Flagstaff & Charlotteville

Nach einem Zwischenhalt bei Speyside bzw. auf einem Aussichtspunkt darüber verlassen wir die atlantische Küste und durchqueren Mainridge, die einzige Bergkette auf Tobago. Als wir eine Baustelle passieren, guckt David kurz runter: »Seht ihr, wie viele Menschen dort arbeiten?« Ja, es sind vier, vielleicht auch fünf Personen auszumachen, welche die Straße ausbessern bzw.

sie mit Brückenelementen verbreitern und verstärken. »Ja, es sind vier, fünf, die hier arbeiten«, bemerkt David und erklärt: »Normalerweise sind doppelt oder dreimal so viele bei so einer Baustelle - aber dann arbeiten auch nur vier oder fünf - vielleicht auch nur zwei.« Was der Rest macht? Liming, so nennt man auf Trinidad und Tobago das bezahlte Faulenzen.

Aussichtspunkt Flagstaff Hill
St. Giles Island, Tobago

Na, das sollte uns mal im Urlaub passieren! Nein, wir fahren weiter auf den Flagstaff Hill, um uns von dort die nördliche Karibische Küste Tobagos mit der großen Man O’ War Bay auf der einen und der felsigen Insel St. Giles auf der anderen Seite anzuschauen.
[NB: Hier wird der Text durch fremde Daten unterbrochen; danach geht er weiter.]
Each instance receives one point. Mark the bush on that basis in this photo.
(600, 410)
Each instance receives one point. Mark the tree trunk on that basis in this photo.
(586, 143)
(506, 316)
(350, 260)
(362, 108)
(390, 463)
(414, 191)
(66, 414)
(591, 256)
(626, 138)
Neben mehreren Bänken fürs nächste Picknick -

die Menschen auf Tobago müssen ganz verrückte Picknicker sein - gibt es hier oben einen Wanderweg, über den man um die Nordspitze von Tobago herumlaufen kann. David: »Die Strecke könnt ihr in etwa vier Stunden schaffen.« Gerne würden wir dieses machen. Leider, leider könnte es dann aber knapp mit dem Tageslicht werden ... (-:

bei Charlotteville
Blick in die Pirate´s Bay und Man of War Bay

Also wieder zurück zur Verbindungsstraße und weiter durch den dichten, üppig grünen und teils wolkenverhangenen Regenwald nach Charlotteville. Bevor wir jedoch in das wahrlich schmucke Dorf kommen, fährt David nach Cambleton. Neben wenigen, ebenso idyllisch wie auch abseits gelegenen Häusern und Ferienwohnungen befinden sich dort die Reste der Cambleton Battery.

Wie bei wohl allen bekannten Aussichtspunkten wurde auch dieses Fort mit Bänken und einem Pavillon ausgestattet. Außerdem zieren, wenn so etwas denn möglich ist, zwei Kanonen das Fort. Weitaus interessanter aber ist der fantastische Ausblick auf Charlotteville, die Pirate´s Bay und die karibische Küste.

Idylle bei Charlotteville
Strand bei Charlotteville in der Man O' War Bay

Weniger schön finden wir allerdings die Rauchsäule, die von den Hügeln auf der anderen Seite der Bucht aufsteigt. »Die brennen dort schon seit zwei Tagen den Wald ab«, berichtet uns eine US-Amerikanerin.

Da sie aus Kalifornien kommt, fügt sie besorgt hinzu: »So ein Feuer würde bei uns an nur einem Tag den ganzen Hügel verbrennen.« Doch auch hier ist es während der Trockenzeit alles andere als ratsam, den Wald abzufackeln - wozu auch immer.

Fischerboot bei Charlotteville
Strand der Man O' War Bay

Wir verlassen die Szenerie, um an den Strand zu fahren. Wie bei den meisten Stränden auf dieser Seite von Tobago, ist das Meer relativ ruhig. Relativ deshalb, weil das Baden zwar mit mehreren Flaggen untersagt ist, das wohl aber nur, weil sich keiner findet,

der bei dem leichten Wellengang Lust hat, auf die wenigen Urlauber aufzupassen. Sei es drum. Wir wollen eh nicht schwimmen, sondern spazieren lieber entlang der Bucht bis zum Bootsanleger von Charlotteville, wo uns David bereits erwartet.